Nev Pierce of Empire Magazine:

With spectacle in abundance and sexiness in (supporting) parts, this is superhero filmmaking on an unprecedented scale. Rises may lack the surprise of Begins or the anarchy of Knight, but it makes up for that in pure emotion. A fitting epitaph for the hero Gotham deserves.

Jim Vejvoda of IGN:

The Dark Knight Rises is certainly the most comic book-y of Nolan's three Batman films. It's also the most epic and lengthy one, and has the greatest inherent stakes and emotion....Director Christopher Nolan and his team have delivered the grandest, most emotional and superheroic chapter in their Batman saga. The Dark Knight Rises is a fitting emotional and narrative conclusion to this particular interpretation of the enduring story of Bruce Wayne the man and Batman the legend.

Todd Gilchrist of The Playlist:

An action opus that manages to be both viscerally and intellectually engaging,Christopher Nolan's highly anticipated third Batman film comes full circle, examining both the Dark Knight and the society that produced him without sacrificing any of the sweeping thrills for which the series is known. A literate, thoughtful and invigorating finale, "The Dark Knight Rises" delivers everything audiences could ask for and then some, albeit in fewer of the ways than they might expect.

There are a few other reviews online as well but, just to wrap things up until we run our own reviews in the coming days, here's a longer excerpt from the lone negative review on Rotten Tomatoes. The film is currently at 95%.

Marshall Fine of Hollywood and Fine:

Now comes "The Dark Knight Rises," bringing in the Bane character (played, with my condolences, by Tom Hardy) and Catwoman (Anne Hathaway, one of the movie's few highlights).
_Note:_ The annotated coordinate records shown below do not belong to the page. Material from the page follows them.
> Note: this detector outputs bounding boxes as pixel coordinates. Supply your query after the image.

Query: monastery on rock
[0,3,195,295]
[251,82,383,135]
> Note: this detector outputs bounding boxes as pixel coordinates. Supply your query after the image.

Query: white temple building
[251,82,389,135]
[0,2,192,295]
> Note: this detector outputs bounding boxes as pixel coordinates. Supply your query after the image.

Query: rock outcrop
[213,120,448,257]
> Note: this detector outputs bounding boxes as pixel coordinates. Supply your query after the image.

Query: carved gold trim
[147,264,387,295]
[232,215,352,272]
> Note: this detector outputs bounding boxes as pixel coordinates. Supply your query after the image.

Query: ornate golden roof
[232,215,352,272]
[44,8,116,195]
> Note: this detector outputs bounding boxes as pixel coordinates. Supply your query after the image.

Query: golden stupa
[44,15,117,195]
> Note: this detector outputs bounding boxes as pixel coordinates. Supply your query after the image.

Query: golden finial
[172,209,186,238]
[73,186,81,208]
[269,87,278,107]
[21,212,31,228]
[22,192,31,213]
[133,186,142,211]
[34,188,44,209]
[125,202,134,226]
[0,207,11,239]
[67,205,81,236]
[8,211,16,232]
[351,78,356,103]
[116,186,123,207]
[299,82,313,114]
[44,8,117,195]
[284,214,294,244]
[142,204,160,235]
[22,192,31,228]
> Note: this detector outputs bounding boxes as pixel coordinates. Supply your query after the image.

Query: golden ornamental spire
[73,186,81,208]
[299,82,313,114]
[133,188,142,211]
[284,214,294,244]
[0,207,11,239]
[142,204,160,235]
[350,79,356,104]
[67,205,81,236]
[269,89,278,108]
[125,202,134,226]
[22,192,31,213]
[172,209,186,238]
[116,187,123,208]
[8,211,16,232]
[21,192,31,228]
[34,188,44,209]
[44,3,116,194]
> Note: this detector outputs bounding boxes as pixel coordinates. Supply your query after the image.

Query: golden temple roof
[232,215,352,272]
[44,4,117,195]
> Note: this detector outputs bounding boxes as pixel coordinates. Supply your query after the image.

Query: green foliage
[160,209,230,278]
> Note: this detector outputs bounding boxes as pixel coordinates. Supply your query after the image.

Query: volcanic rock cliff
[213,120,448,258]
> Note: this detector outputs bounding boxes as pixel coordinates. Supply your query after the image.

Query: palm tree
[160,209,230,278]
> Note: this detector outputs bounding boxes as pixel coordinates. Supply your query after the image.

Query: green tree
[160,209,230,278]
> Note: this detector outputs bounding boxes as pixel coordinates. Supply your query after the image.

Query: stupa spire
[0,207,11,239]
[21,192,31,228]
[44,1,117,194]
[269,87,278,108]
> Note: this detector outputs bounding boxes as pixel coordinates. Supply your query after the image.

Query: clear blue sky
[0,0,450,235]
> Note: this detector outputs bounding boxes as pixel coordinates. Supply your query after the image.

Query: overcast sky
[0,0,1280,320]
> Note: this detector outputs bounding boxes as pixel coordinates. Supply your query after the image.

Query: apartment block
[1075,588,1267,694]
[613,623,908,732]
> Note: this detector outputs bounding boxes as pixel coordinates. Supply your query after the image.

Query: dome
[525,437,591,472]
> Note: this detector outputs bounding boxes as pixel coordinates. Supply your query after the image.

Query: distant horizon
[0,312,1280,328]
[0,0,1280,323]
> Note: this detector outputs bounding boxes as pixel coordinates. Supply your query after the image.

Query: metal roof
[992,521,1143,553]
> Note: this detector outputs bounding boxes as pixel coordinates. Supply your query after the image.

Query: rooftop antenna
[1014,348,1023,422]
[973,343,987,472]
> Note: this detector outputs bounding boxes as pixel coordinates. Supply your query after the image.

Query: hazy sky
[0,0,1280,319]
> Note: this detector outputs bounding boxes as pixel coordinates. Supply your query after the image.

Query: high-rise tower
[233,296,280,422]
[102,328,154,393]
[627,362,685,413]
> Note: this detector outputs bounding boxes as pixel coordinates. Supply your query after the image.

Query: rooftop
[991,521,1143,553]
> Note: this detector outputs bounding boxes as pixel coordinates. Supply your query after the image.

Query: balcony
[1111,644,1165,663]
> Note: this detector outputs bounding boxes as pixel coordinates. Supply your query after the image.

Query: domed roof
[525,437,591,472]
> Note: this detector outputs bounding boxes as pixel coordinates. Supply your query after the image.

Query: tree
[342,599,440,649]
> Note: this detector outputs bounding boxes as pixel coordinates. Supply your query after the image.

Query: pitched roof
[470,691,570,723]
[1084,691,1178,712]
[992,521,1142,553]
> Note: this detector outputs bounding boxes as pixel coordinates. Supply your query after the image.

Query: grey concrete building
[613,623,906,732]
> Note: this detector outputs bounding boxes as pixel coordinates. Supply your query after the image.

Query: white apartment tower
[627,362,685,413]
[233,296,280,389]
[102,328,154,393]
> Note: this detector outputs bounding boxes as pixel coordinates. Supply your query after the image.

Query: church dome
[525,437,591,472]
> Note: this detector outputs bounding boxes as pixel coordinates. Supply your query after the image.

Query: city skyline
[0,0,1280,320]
Nolan gets so caught up in creating an epic adventure that he hammers the "epic" and neglects a crucial component: the adventure.

Which has been my criticism of so many of the comic-book movies of the past decade: too little attention paid to that most necessary of elements – excitement. There is very little about "The Dark Knight Rises" that will make you tense, hold you in suspense or cause your adrenaline to squirt. At times, the action is so massive and thunderously clunky that I might as well have been watching one of the "Transformers" movies.

That's unfortunate because, somewhere within the mashed-potato mounds of Nolan's 2:40 behemoth exists a lean, compelling and distinctly dramatic tale of redemption and sacrifice, told in the kind of personal terms that Nolan made work for him in such films as "Memento," "Inception" (despite its size) and "Batman Begins." I'm not trashing the entirety of "The Dark Knight Rises" – I'm saying that its potential is such that it ultimately disappoints, thanks to Nolan's decision to go big, bigger, biggest.